Hablé yo después, un discurso de nueve minutos. De intensidad muy alta, sin dejar un resquicio para descansar; fueron nueve minutos con la plaza puesta en pie gritando y aplaudiendo. Intenté que mi voz se oyera pero no se quebrara. Finalizada la intervención, Paco quiso corresponder a mi felicitación diciéndome: «Ahora me doy cuenta de por qué la gente te quiere». Nos abrazamos confirmando así el espíritu de complicidad y lealtad que nos había llevado hasta aquella plaza, en la presentación de un proyecto gubernamental de cambio para España.
Cuando fue nombrado ministro de Asuntos Exteriores reanudamos unas relaciones de amigos que encontraban siempre materia para una amena conversación, pues a nuestras preocupaciones políticas añadíamos nuestra afición por los libros, lo que dio para una anécdota simpática. Los Consejos de Ministros comenzaban a las nueve de la mañana, pero antes teníamos la oportunidad de intercambiar opiniones en una salita donde se servía un buen café. Sin que hubiese un acuerdo expreso ni tácito algunos siempre se adelantaban, con un orden de llegada que se repetía sin excepción. El primero en llegar era siempre yo, seguido de Paco Fernández Ordóñez; un rato después aparecía inexorablemente el ministro de Cultura, Jorge Semprún. Cuando él llegaba estábamos enfrascados en una revisión de nuestras lecturas, dando nuestro criterio sobre novelas y personajes. Semprún siempre corroboraba lo que estábamos diciendo. Sabíamos de su calidad literaria, especialmente por la lectura de su magnífico Le grand voyage (El largo viaje), pero nos escamaba que en todo momento ratificase nuestras opiniones sin añadir nada más. Concebimos Paco y yo una broma que nos despejase la duda de si él verdaderamente había leído todo lo que comentábamos. Acordamos que a la siguiente sesión del consejo hablaríamos de una novela inexistente y ponderaríamos a un personaje de tal novela, por supuesto una invención. Él nos siguió la broma, había leído la novela, confirmaba nuestro criterio acerca del personaje. No podíamos aguantar de risa, pero le ahorramos la crueldad de colocarlo ante su presunción.

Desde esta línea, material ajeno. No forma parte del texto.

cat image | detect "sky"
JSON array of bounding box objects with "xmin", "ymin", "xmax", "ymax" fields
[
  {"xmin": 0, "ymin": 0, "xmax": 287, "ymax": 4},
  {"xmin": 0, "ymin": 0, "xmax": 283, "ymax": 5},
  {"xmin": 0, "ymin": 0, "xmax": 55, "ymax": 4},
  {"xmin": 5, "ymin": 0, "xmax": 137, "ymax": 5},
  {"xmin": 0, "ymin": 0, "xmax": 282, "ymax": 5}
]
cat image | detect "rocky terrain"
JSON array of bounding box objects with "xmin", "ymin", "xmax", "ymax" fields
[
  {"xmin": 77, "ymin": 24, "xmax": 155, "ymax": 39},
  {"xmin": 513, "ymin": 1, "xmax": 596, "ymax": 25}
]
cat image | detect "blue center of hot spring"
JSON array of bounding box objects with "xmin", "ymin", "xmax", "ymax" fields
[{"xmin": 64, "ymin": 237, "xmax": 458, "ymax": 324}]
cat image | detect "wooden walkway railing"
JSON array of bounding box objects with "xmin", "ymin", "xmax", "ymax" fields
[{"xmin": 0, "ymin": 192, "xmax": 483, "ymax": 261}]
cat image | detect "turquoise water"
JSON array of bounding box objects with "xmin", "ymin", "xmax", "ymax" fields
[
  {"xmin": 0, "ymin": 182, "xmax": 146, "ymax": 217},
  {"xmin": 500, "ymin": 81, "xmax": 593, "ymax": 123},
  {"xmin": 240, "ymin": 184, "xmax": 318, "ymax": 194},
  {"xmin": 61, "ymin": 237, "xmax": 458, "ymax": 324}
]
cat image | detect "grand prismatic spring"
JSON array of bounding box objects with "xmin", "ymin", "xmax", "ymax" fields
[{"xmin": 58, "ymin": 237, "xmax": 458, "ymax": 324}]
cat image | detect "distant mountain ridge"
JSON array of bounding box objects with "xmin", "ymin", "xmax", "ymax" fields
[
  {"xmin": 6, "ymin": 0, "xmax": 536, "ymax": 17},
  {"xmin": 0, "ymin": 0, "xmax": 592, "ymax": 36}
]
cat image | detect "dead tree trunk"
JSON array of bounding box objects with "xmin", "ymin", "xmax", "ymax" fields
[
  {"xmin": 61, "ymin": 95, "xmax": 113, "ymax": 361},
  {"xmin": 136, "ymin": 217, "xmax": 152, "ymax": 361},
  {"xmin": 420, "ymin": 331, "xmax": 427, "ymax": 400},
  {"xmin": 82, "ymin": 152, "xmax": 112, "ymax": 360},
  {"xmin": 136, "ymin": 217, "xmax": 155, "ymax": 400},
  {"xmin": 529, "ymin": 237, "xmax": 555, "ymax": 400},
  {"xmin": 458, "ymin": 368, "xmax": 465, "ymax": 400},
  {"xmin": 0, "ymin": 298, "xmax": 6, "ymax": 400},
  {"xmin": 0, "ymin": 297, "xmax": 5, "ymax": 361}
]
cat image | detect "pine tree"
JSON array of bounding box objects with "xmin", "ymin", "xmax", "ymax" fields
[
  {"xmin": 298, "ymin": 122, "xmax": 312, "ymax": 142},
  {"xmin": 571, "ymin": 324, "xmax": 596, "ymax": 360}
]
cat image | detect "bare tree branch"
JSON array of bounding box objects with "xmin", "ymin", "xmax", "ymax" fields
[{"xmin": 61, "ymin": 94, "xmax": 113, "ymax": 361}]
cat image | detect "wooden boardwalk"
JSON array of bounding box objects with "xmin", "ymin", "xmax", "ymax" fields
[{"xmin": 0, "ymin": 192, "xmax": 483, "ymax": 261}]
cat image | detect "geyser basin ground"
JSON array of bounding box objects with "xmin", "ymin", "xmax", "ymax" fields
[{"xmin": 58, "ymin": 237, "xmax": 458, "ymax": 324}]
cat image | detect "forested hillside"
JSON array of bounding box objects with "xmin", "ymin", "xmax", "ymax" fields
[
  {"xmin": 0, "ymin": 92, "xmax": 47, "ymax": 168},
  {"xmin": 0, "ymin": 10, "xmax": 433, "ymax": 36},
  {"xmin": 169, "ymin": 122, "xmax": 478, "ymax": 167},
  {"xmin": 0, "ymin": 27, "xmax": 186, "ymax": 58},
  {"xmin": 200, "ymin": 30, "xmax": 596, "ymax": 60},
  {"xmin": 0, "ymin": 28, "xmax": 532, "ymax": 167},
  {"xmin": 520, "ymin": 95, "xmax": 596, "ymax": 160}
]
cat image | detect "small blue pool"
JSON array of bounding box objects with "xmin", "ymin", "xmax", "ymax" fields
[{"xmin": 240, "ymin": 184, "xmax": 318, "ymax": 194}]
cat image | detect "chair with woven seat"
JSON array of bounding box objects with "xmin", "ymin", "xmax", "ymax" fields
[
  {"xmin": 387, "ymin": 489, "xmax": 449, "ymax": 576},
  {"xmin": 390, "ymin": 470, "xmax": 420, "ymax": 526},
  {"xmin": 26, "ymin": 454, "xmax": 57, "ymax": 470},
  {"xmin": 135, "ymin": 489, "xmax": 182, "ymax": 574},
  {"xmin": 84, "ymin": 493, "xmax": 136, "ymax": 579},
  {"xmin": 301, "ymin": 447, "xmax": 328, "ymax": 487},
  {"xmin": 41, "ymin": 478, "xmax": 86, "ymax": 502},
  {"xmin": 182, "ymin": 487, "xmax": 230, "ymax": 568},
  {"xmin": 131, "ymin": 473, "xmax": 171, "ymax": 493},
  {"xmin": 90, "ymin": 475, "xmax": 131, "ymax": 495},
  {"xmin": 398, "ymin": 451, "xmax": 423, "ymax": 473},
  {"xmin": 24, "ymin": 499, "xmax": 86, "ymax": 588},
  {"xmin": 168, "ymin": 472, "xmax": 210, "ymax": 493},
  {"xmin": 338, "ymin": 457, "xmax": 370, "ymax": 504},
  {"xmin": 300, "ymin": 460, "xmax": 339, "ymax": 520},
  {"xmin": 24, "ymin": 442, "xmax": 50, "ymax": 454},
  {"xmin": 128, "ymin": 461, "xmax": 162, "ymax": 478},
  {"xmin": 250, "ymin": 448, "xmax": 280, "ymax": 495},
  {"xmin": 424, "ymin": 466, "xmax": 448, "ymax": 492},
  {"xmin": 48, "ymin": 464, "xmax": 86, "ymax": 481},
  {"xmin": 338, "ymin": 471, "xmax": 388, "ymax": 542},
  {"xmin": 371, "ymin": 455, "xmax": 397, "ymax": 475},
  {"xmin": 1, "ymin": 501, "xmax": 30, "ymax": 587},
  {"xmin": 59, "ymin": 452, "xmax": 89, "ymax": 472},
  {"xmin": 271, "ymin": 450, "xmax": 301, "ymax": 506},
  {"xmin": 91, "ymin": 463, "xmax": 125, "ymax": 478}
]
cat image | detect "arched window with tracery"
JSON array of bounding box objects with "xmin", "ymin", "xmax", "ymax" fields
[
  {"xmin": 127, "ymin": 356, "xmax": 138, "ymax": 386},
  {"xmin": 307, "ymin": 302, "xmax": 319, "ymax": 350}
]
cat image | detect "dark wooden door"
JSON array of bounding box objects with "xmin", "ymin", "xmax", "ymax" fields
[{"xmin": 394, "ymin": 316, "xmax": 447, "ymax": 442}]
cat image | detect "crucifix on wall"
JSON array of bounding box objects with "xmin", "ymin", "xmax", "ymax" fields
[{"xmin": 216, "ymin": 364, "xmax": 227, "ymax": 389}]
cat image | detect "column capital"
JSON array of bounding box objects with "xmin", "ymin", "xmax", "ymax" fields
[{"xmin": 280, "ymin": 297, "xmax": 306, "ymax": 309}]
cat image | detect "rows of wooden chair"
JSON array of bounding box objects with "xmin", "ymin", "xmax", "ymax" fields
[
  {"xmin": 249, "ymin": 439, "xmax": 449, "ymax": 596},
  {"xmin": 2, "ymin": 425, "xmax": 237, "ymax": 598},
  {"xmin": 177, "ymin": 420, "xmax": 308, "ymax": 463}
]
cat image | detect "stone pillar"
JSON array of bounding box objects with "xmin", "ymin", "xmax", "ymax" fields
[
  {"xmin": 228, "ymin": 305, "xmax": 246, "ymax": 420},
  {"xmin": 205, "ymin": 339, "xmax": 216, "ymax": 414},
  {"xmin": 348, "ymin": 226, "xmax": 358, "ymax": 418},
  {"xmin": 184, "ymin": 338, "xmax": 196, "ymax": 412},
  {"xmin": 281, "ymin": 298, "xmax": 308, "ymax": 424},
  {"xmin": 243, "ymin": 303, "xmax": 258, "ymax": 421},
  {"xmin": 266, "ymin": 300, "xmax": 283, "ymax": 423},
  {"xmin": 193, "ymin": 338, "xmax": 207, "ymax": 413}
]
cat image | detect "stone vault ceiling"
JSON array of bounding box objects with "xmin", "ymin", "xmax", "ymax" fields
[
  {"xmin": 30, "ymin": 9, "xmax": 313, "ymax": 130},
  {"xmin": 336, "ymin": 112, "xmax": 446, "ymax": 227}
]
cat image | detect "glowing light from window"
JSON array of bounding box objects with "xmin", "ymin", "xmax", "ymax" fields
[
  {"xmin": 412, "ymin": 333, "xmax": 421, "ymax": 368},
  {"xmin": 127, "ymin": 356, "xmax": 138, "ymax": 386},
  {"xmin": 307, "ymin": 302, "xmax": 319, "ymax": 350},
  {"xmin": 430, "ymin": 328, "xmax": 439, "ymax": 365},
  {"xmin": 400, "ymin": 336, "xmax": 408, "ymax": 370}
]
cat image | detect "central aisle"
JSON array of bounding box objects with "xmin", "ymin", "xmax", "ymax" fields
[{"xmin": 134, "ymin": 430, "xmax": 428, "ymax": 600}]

Cuando daba sus primeros pasos la enfermedad de Paco Fernández Ordóñez, éste se sumió en una desesperanza de gran desconsuelo. Se enfrentó a la posibilidad de la muerte como un hombre racional que rechaza la milagrería. Me decía: «Alfonso, esto es la muerte. Cuando la muerte llega el hombre debe aceptarla». Intentaba yo calmar su angustia insistiendo en la alta tasa de curación que se ha alcanzado en el tratamiento del cáncer, pero no lograba de él ni un ligero cambio hacia el optimismo. Sin embargo, cuando se sometió a la operación, pronto se observó el avance del mal. Su organismo se debilitó, su apariencia se deterioró a ojos vistas de cualquiera, pero él se resistía a que el final estuviera cerca. «Alfonso, esto va a pasar. Es un mal momento, pero pronto vendrá la recuperación y me sentiré perfectamente». No era fácil contestar, ¿seguir la corriente de su negación de la muerte para consolarlo?, ¿o tal vez se sentiría ofendido por el conformismo de esa falsa serenidad? ¿Era quizás una sedación no física pero mental?
El hombre racional entiende y acepta el proceso de la vida y de la muerte, pero cuando la proximidad de la muerte se abraza a su rostro, el hombre se rebela ante la extinción total.
Cuando murió, recordé una historia que conocía de años antes. Paco tenía un hermoso perro que él adoraba. Cuando el perro dio síntomas de muerte por envejecimiento, Paco lo tomó en sus brazos y me dijo que, con el calor físico y sentimental de su cuerpo, la muerte del animal sería más dulce. Me pregunté si Paco había sentido también en el momento de su defunción el calor que muchos sentíamos por un hombre de bien que supo cumplir con la vida, con sus amigos, con su país.